Centre for Strategic and Diplomatic Studies
- Formation: 2014
- Founder: Rafik Abdessalem Bouachlaka
- Type: Research institution
- Focus: Tunisian domestic and international politics, regional security, economics, diplomacy
- Location: London; Tunis;
- Website: csds-center.com

= Centre for Strategic and Diplomatic Studies =

The Centre for Strategic and Diplomatic Studies (CSDS) is a research institute with a domestic focus on Tunisian politics, security, and economics and a regional focus on the Middle East and North Africa.

The centre was founded on 24 January 2014 in London and has a branch in Tunis. Its founder and director is Rafik Abdessalem Bouachlaka, an academic and former Foreign Minister of Tunisia.

== Aims ==
According to the Centre’s website, CSDS aims to make serious contributions in the field of economic, political, and social research, as well as in the field of national and international security and diplomacy.

The Centre aims to enhance a strategic vision for Tunisia in its immediate neighborhood and to contribute to the elaboration of general orientations in Tunisia’s foreign policy. It seeks to strengthen political, economic and cultural cooperation between the countries in the region, and strives to promote Afro-Arab integration.

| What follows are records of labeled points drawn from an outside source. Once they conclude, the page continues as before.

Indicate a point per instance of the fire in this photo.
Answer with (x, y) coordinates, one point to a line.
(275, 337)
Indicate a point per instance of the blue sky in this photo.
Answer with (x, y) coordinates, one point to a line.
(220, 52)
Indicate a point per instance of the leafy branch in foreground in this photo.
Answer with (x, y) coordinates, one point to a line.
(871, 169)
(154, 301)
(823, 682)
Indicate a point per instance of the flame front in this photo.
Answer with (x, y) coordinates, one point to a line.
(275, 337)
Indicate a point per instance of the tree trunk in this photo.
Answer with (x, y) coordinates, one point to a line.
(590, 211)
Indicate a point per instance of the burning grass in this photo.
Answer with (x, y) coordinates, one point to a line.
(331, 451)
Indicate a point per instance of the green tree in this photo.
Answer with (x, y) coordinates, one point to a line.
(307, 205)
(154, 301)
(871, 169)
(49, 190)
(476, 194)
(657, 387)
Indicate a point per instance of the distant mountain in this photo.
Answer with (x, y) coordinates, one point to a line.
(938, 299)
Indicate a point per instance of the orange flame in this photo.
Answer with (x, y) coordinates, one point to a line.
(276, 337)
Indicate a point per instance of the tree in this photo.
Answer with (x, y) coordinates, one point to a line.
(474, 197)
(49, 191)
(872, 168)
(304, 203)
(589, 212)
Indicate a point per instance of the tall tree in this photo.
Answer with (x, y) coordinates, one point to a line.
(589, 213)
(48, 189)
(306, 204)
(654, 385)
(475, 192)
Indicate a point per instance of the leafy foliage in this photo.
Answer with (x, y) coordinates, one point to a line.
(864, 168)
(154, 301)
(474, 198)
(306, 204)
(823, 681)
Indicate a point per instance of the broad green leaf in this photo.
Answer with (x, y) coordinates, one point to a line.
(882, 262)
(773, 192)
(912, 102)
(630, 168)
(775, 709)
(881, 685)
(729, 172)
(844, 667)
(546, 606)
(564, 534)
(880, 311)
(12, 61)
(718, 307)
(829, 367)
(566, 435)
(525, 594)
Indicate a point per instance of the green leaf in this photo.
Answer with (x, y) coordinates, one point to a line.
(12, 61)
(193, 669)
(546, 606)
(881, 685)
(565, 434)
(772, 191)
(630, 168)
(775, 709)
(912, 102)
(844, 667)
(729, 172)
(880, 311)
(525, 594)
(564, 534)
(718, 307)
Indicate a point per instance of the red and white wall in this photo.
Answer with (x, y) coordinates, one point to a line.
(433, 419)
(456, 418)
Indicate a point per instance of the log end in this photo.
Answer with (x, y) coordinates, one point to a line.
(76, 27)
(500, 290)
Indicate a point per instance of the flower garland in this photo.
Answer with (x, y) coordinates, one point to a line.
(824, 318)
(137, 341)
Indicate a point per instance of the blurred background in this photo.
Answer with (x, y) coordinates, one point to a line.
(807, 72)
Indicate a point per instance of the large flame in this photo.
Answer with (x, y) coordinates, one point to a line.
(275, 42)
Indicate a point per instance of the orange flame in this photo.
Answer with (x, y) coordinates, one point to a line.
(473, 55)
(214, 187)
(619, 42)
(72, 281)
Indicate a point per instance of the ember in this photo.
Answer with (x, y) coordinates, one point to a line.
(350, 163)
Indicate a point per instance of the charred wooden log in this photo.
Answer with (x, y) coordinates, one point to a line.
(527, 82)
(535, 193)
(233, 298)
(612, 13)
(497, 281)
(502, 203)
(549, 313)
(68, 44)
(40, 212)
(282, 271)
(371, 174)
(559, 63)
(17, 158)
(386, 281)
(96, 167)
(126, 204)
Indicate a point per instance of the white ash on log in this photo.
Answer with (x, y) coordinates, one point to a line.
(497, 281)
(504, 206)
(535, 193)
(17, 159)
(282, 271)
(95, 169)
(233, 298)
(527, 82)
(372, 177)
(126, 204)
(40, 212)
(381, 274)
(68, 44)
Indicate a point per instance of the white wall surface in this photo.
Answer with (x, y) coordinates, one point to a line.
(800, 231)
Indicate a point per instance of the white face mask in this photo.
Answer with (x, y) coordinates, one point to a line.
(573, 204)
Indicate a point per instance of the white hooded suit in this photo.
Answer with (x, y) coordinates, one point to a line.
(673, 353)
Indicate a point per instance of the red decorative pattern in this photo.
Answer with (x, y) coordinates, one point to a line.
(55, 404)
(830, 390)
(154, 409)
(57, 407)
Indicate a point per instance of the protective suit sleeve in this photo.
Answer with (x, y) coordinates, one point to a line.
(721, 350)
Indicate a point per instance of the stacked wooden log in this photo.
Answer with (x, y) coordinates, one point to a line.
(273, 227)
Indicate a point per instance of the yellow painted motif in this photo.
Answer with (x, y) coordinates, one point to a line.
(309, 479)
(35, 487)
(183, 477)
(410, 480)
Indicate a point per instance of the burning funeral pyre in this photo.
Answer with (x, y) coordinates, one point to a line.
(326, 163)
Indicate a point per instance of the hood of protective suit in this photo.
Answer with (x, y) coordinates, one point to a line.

CSDS carries out political analysis and risk assessment of national and cross-national security threats and closely observes sources of political violence in the region. In particular, the Centre monitors violent and armed groups, organized crime and trafficking in the MENA region.

CSDS also conducts research on migration issues, unemployment and inequality in Tunisia. In general, it encourages scientific research and seeks to raise awareness of the importance of social and scientific research, and of encouraging opportunities for youth.

== Activities ==
The Centre for Strategic and Diplomatic Studies organizes seminars, workshops conferences, specialized training courses, and publications.

The Centre publishes briefs and periodical studies, including an annual report on the situation of the Maghreb and several strategic annual reports on public opinion perceptions in Tunisia.

CSDS actively promotes opportunities for Tunisia’s international cooperation. Among the most recent activities advertised on the CSDS website is an initiative launched by the Centre in April 2015 to strengthen ties between CSDC and the Qatari Diplomatic Center for Political Studies.

== Members ==
According to the Centre’s website, the center boasts a diverse team of experts and researchers, including ministers and former officials. However, in January 2015 Abdessalem appeared to be the centre’s director, the only officially registered member and shareholder.

Abdessalem is affiliated to Ennhadha Movement, a moderate Tunisian Islamist political party with strong historical, ideological and cultural ties to the Muslim Brotherhood. Abdessalem is married to the daughter of Rached Ghannouchi, the leader of Ennhadha.

Al-Masdar News reported that after quitting his post as Minister of Foreign Affairs in Tunisia in 2013, Abdessalem returned to London where he had lived for almost twenty years and devoted his time to strategic studies, reportedly his first passion. Before engaging in political activity, Abdessalem was a researcher at Westminster University and at the Oxford Center for Islamic Studies.

He was also a senior researcher and head of al-Jazeera Center for Studies, a think tank established in 2006 by the network al-Jazeera, often accused to be supportive of Wahabism and of the Muslim Brotherhood.

== Allegations ==
The Centre was originally registered at the Westgate House 7th Floor, Westgate Road in London. On 8 June 2015 the director filed a request to relocate the business office to Marble Arch Tower, 55 Bryanston Street in London.

In February 2015, The Telegraph published an article naming the Westgate Building as “the main hub for the [Muslim] Brotherhood’s operations” in Europe. According to the article, the building hosts several organizations with ties to the Muslim Brotherhood, some of which have a controversial history with extremism and terrorist funding.